One day I just snapped. I was walking home when I saw the guy with the denim vest in the distance.
I shouted at him, told him if he touched me again I’d knock him out. I don’t know what I was thinking.
I should point out I was minutes from my house. If he came at me, I’d have been home well before he could reach me.
That’s what would’ve happened anyway, if his two friends hadn’t snuck up from behind me and flung me to the pavement. They held me while denim guy ambled over. He deliberately took his time.
When he arrived he asked me to repeat what I said, and like a fool I did. That’s when he started kicking me. Hard. He didn’t stop.

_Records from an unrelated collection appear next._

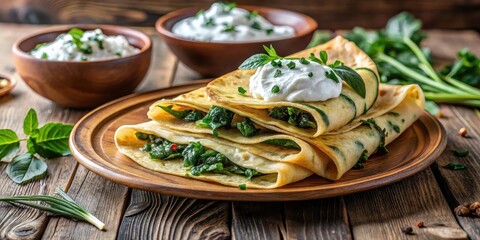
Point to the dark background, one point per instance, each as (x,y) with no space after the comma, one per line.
(333,14)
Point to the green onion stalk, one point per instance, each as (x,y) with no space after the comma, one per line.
(64,207)
(446,90)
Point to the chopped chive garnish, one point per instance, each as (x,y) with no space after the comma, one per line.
(229,28)
(277,63)
(241,90)
(256,25)
(460,153)
(275,89)
(291,65)
(278,73)
(304,61)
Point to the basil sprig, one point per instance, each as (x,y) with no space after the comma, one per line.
(77,35)
(48,141)
(350,76)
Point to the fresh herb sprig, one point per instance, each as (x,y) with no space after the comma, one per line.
(48,141)
(397,52)
(64,206)
(77,35)
(227,7)
(350,76)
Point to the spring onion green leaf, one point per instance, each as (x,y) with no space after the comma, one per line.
(64,206)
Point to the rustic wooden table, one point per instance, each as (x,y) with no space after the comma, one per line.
(429,196)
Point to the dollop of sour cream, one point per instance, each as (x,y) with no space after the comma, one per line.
(295,82)
(225,23)
(100,46)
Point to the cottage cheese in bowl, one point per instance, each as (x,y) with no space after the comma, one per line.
(224,22)
(77,45)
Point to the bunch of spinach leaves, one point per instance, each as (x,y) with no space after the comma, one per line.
(396,49)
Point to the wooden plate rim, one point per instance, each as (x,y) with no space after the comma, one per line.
(86,154)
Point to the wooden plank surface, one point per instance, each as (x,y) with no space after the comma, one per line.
(156,216)
(109,199)
(455,14)
(19,223)
(460,186)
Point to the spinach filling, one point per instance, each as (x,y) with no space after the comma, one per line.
(187,115)
(361,160)
(283,143)
(195,156)
(293,116)
(383,134)
(217,117)
(246,128)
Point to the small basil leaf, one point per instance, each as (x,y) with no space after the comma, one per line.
(352,78)
(30,123)
(403,25)
(255,61)
(270,51)
(324,57)
(9,143)
(26,168)
(54,137)
(31,145)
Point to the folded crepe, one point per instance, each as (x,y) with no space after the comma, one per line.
(328,115)
(348,128)
(334,153)
(272,174)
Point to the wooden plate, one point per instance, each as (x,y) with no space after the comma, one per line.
(92,144)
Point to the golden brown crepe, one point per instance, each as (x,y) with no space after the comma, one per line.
(277,173)
(337,152)
(329,115)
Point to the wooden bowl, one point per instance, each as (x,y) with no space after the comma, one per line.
(83,84)
(11,84)
(214,59)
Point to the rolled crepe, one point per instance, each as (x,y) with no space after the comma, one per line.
(333,153)
(328,115)
(275,173)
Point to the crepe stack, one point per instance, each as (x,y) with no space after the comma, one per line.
(347,129)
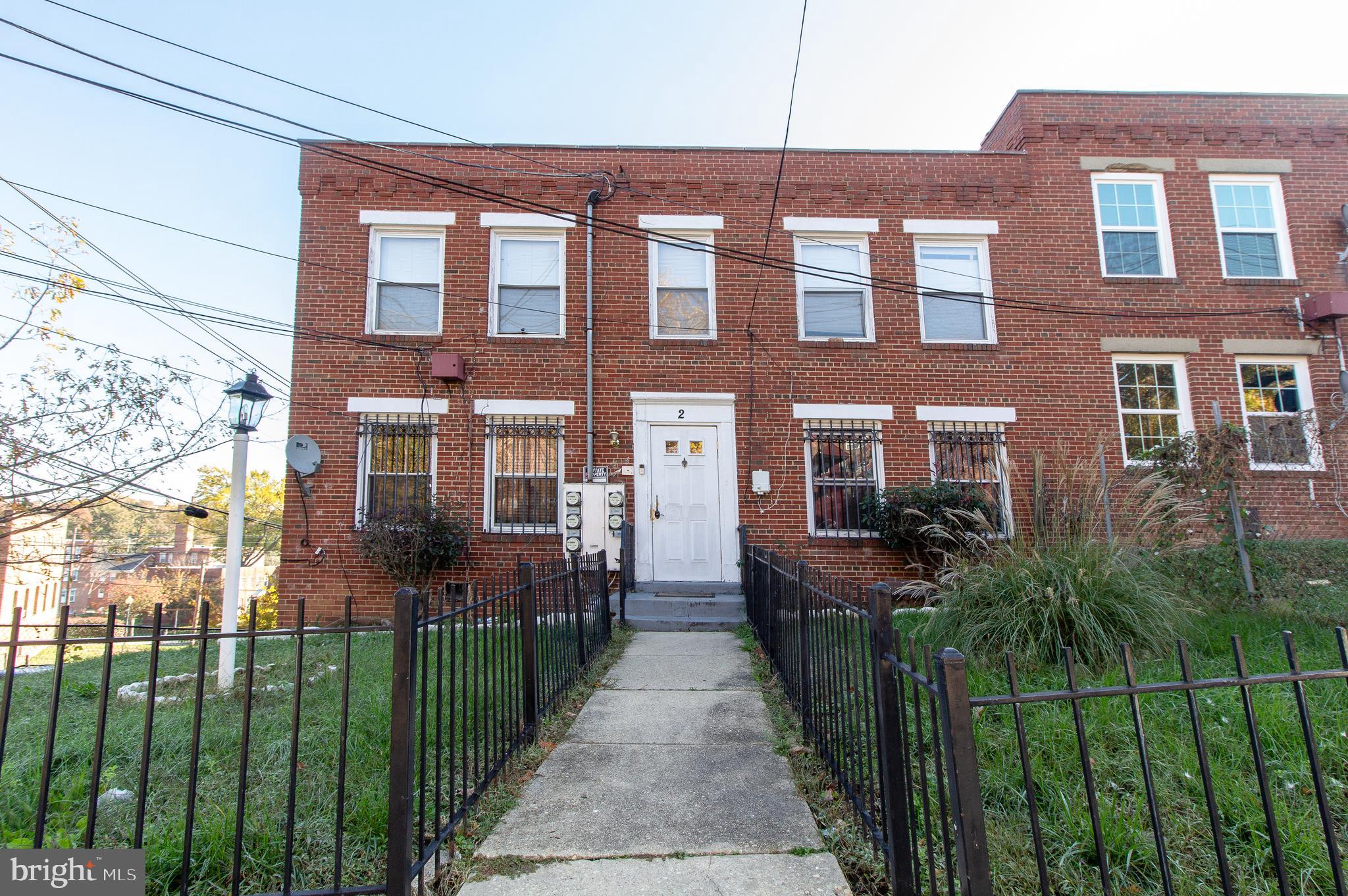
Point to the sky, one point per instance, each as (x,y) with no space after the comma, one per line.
(873,74)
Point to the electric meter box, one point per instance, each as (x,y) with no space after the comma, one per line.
(592,519)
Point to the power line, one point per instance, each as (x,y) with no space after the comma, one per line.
(559,170)
(771,214)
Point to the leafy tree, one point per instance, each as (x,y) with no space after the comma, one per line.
(82,424)
(265,496)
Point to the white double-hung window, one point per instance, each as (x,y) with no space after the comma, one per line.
(833,287)
(1251,226)
(956,302)
(683,287)
(1153,395)
(1131,222)
(406,279)
(527,275)
(1278,411)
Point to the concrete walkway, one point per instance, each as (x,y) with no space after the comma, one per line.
(666,783)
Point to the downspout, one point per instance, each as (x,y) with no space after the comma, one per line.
(591,201)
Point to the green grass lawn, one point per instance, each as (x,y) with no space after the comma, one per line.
(1129,835)
(269,766)
(1061,798)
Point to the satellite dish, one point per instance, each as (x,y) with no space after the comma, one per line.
(302,453)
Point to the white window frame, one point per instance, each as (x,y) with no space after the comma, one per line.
(990,318)
(1162,230)
(490,523)
(878,461)
(373,276)
(1307,398)
(1184,414)
(1008,516)
(676,237)
(494,279)
(1280,221)
(852,240)
(364,455)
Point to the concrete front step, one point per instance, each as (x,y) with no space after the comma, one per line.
(669,612)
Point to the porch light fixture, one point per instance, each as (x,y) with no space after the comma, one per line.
(247,402)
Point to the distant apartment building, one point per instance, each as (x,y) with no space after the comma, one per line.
(1104,266)
(33,570)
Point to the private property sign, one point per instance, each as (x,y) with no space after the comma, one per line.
(80,872)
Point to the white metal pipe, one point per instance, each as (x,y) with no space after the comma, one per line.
(234,561)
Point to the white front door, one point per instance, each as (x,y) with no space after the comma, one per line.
(685,505)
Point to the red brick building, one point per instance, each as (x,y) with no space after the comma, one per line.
(921,313)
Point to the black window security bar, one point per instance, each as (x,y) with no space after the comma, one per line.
(973,453)
(396,462)
(844,470)
(525,462)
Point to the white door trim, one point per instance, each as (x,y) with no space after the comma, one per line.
(692,409)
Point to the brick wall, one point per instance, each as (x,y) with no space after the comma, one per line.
(1049,367)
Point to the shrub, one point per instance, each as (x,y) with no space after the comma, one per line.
(1033,600)
(411,543)
(927,519)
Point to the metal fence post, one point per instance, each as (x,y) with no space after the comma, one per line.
(602,589)
(622,576)
(1238,526)
(579,603)
(962,764)
(889,739)
(802,645)
(529,646)
(401,744)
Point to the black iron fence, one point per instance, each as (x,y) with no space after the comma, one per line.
(900,731)
(342,760)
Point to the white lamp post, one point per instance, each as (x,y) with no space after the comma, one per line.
(247,401)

I vainly tried punching him, but he caught my fist and wrenched my arm. I heard something pop. The two others heard it and let me free. But the leader, he just kept kicking until he could barely lift his leg.
He stood over me, breathing heavily and said “Next time, watch your mouth,” and then left. He was walking with a limp.

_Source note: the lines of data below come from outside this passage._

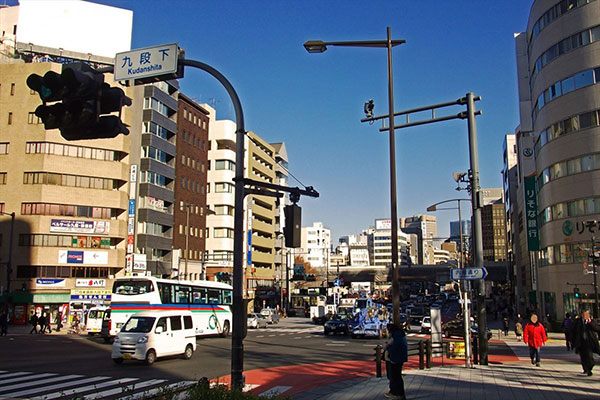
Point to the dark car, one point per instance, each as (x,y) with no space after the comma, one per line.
(456,327)
(337,324)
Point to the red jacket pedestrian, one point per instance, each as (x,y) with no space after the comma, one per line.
(534,333)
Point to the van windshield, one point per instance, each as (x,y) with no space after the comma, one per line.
(138,324)
(132,287)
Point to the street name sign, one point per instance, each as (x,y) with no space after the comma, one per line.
(468,273)
(148,64)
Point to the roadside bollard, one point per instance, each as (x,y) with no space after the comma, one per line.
(378,349)
(428,357)
(421,354)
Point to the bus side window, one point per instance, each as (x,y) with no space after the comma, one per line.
(227,297)
(199,296)
(214,296)
(164,289)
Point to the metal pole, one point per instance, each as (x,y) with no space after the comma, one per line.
(187,238)
(9,262)
(239,313)
(476,228)
(393,200)
(466,313)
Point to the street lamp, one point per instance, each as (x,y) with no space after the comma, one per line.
(319,46)
(9,262)
(466,316)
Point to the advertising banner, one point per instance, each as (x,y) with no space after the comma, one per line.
(77,226)
(49,283)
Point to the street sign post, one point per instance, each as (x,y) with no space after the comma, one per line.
(470,274)
(148,64)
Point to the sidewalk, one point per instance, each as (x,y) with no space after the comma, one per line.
(559,377)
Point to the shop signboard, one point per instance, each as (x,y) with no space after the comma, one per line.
(533,240)
(456,350)
(49,282)
(77,226)
(82,257)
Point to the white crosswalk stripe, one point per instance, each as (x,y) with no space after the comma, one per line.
(48,386)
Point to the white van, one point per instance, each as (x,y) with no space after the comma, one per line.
(94,320)
(148,335)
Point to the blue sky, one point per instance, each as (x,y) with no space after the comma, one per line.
(314,102)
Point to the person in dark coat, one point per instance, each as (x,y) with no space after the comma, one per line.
(567,327)
(585,335)
(396,354)
(534,335)
(33,321)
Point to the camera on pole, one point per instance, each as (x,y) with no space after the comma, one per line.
(81,98)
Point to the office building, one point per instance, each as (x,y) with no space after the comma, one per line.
(558,64)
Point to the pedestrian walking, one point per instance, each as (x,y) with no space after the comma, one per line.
(505,324)
(58,321)
(567,327)
(3,324)
(49,322)
(534,335)
(519,327)
(396,354)
(585,334)
(42,321)
(33,321)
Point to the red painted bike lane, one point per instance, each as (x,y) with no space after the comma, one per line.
(302,377)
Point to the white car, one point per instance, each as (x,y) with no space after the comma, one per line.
(148,335)
(426,325)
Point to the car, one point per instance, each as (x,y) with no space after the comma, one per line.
(426,325)
(257,321)
(336,324)
(149,335)
(271,315)
(456,327)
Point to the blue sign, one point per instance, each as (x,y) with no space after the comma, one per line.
(468,274)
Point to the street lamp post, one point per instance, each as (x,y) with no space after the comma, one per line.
(9,262)
(318,46)
(466,316)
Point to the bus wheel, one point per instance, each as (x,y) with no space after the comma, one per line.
(189,352)
(225,331)
(150,357)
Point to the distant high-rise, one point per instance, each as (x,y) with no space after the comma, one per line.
(558,69)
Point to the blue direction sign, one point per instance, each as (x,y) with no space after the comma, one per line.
(469,274)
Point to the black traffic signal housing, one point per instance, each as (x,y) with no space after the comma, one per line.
(293,225)
(81,98)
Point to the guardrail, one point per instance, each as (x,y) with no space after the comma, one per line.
(424,349)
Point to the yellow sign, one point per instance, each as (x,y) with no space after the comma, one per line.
(89,292)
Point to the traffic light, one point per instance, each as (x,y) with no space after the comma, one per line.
(81,98)
(293,225)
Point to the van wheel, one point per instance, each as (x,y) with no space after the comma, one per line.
(150,357)
(225,331)
(189,352)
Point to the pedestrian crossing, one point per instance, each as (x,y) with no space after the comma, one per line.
(48,386)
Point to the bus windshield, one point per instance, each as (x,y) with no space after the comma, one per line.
(132,287)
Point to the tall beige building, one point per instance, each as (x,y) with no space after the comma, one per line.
(70,200)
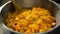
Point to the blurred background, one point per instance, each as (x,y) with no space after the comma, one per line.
(4,1)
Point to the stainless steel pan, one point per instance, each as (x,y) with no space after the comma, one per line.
(47,4)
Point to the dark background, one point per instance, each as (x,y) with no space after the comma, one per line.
(56,31)
(4,1)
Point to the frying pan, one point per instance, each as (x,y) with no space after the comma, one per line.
(47,4)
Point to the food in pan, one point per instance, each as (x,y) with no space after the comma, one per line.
(32,20)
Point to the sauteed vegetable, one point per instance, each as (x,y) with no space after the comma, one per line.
(35,20)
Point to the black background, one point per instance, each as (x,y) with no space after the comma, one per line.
(56,31)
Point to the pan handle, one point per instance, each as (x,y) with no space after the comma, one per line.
(1,7)
(4,5)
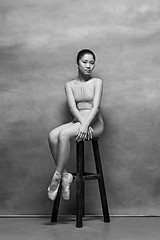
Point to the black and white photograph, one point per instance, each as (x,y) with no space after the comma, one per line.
(80,119)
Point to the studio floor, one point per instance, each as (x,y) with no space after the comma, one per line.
(120,228)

That was the last beating I ever had. I stood up to them, took everything they had and didn’t cry. I felt like I had won. The fact they never touched me again reinforced that mentality.
I haven’t thought about that day in decades, but it all came back when I recently saw my son Riley get bullied at a local indoor playground. He wanted to play in a pint-sized kitchenette; trouble was, it was already occupied by a much bigger kid.

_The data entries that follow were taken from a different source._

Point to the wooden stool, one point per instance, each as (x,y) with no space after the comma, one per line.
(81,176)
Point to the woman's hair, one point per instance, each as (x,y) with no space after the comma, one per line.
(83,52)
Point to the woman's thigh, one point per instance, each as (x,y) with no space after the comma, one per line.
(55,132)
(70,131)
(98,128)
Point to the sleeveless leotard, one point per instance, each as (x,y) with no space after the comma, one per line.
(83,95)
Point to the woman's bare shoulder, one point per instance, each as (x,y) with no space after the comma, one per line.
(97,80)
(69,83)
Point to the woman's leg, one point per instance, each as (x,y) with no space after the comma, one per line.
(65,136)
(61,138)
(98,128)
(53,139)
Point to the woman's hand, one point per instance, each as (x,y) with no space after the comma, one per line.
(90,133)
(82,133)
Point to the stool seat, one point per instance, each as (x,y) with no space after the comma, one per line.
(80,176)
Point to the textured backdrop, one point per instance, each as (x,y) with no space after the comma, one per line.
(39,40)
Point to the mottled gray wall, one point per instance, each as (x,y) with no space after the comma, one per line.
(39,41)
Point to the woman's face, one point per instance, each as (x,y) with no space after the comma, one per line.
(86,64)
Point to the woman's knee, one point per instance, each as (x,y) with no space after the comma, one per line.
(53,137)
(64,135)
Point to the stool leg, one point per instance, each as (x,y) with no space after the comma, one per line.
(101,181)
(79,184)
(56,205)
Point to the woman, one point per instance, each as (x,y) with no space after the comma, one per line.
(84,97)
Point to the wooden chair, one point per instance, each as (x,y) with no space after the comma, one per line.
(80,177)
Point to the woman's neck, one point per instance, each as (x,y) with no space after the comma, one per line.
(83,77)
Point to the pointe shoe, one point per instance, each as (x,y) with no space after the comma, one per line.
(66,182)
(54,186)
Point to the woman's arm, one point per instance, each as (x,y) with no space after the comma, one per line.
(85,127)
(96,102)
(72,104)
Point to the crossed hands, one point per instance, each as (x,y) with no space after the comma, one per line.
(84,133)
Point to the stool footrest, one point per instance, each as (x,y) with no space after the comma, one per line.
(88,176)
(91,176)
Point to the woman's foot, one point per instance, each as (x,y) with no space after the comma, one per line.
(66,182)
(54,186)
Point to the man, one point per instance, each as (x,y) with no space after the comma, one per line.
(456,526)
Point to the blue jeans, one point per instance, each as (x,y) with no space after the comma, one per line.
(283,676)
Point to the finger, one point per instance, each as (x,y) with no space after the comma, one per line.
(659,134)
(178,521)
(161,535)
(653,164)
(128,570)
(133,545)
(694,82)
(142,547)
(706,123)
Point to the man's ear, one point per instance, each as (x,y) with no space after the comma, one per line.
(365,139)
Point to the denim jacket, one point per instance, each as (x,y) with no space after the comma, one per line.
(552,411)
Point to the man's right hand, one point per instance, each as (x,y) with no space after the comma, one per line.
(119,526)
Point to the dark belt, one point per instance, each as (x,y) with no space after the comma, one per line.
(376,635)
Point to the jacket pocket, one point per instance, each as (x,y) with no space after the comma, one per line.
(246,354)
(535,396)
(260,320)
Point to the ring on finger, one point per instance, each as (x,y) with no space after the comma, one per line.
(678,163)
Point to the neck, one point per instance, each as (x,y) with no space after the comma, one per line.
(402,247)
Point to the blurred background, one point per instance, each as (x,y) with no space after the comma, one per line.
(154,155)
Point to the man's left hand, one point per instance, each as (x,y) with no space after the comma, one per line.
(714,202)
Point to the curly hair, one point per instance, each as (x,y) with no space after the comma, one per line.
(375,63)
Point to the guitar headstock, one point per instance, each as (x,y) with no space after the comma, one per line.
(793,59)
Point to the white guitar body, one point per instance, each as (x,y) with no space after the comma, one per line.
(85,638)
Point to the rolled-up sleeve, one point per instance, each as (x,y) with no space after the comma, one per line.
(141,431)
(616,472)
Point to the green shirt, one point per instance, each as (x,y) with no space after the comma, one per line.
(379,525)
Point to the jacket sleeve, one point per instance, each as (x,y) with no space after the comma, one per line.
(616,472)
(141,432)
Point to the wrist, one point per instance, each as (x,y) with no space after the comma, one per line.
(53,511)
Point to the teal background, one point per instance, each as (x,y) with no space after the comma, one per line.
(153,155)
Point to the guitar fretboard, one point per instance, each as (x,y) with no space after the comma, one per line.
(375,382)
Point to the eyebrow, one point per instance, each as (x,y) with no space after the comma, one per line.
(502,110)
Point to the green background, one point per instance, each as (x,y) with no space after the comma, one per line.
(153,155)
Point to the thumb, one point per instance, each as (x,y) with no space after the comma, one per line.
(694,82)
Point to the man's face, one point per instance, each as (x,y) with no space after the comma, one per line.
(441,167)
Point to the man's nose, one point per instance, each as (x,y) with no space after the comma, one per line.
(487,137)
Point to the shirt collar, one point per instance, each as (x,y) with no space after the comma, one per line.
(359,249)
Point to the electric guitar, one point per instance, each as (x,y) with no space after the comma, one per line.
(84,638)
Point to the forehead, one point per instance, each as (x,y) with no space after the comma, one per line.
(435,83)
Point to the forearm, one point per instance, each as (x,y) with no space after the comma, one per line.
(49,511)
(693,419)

The kid saw Riley, loudly shouted “NO!” and cocked his fist to punch him.
I nearly lost my mind, but my girlfriend, a daycare teacher, handled it smartly. She sternly but politely rebuked him, explaining how important it was to share with others.
He and Riley hugged, and that was that. Admittedly I’m taking liberties with the word “bullied” in the above instance, as toddlers are too young to understand what acceptable play is.
However, the confrontation made me realize one day Riley might be in the position I was in; bullied but silent and stupidly defiant. How do I get him to tell me, so I can help? Or what if he one day begins to pick on other children?
I hope that’ll never happen, but how can I be sure? What can we, as parents, do to prevent it? Can we even prevent it?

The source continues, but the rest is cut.